When it comes to the future relationship of EU/UK financial services, alignment has been touched on regularly by policy makers and the UK has begun a series of assessments for its post-Brexit vision for financial services. Either way, the EU has ruled out access unless the UK adopts all EU rules – both current and future – which the UK has in turn ruled out. If the latest rhetoric is anything to go by, full equivalence is unlikely and, although this will provide structural obstacles, this could be the catalyst that sparks better risk modelling.
Since the Brexit vote, announcements have trickled in about banks creating new offices in continental Europe. Initially, this redomiciling was more of a precautionary measure in case trade barriers suddenly manifested. So, currently, the UK and EU’s financial infrastructure are one and the same, with a large proportion of trading activity taking place in London. But at some point soon, trades will start flowing through Frankfurt, Paris or Luxembourg so firms face the reality of separating their UK/EU trading operations.
Although new continental entities have been created, they are not yet capable of executing all of the trading that still goes through London. As such, every organisation is going to have to suddenly create relationships with new counterparties because their new entities will have to begin taking on responsibility and ownership of new trading activity. It’s not something which can be picked up overnight. And, from an operational standpoint, there are some distinct obstacles. For example, these new entities will require settlement instructions and have all of the operational data attached to allow it to do business.
Fundamentally, now things are more “certain”, it’s becoming clear that banks have been waiting for the dust to settle and most of them do not have a strategy in place to make these legal entities functional. Regional operations of banks are currently siloed and most banks have lots of different systems in place across all their legal entities. With so many different arms operating across different markets, the larger banks will now have a number of entities which are working with hundreds of different counterparties. To make matters worse, everyone else is doing this at the same time, meaning there are new parties popping up everywhere. It’s a very difficult process to manage and, assuming there is no extension to the transition period, all in a relatively short space of time.
This fragmented operational landscape means it’s next to impossible for firms to obtain a full oversight of their risk exposure – it comes right back to what caused the Lehman’s crisis. In the immediate aftermath nobody could figure out what their exposure was. How do you measure exposure when you do not have a single party view of all of your entities and what subsidiaries they are invested in? You can’t. Particularly when it comes to some of the more complex OTC contracts. Most firms cannot figure out who the ultimate parent is.
If an organisation does not have data modelling which can update all counterparty data across the whole business, there is no chance firms can unravel such an extensive web. Even if you manage to get all the risk modelling in place in one location, it can rapidly go out of date because firms are unlikely to have a system in place which ensures accuracy of all counterparty data across all locations at any one time, new and old Updates are not made centrally.
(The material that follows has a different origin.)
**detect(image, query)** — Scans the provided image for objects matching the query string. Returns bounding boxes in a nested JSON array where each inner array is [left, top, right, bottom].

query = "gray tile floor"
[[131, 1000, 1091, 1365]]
This complex landscape has been growing organically for years and firms have been putting off gaining a holistic understanding of all their counterparty risk for too long. Therefore, it’s possible that this may act as a catalyst which will push the industry towards better risk aggregation. Firms must introduce systems which can quickly and easily set up new entities in a consolidated way, which cannot be coordinated with a fractured infrastructure but only be done via a centralised platform.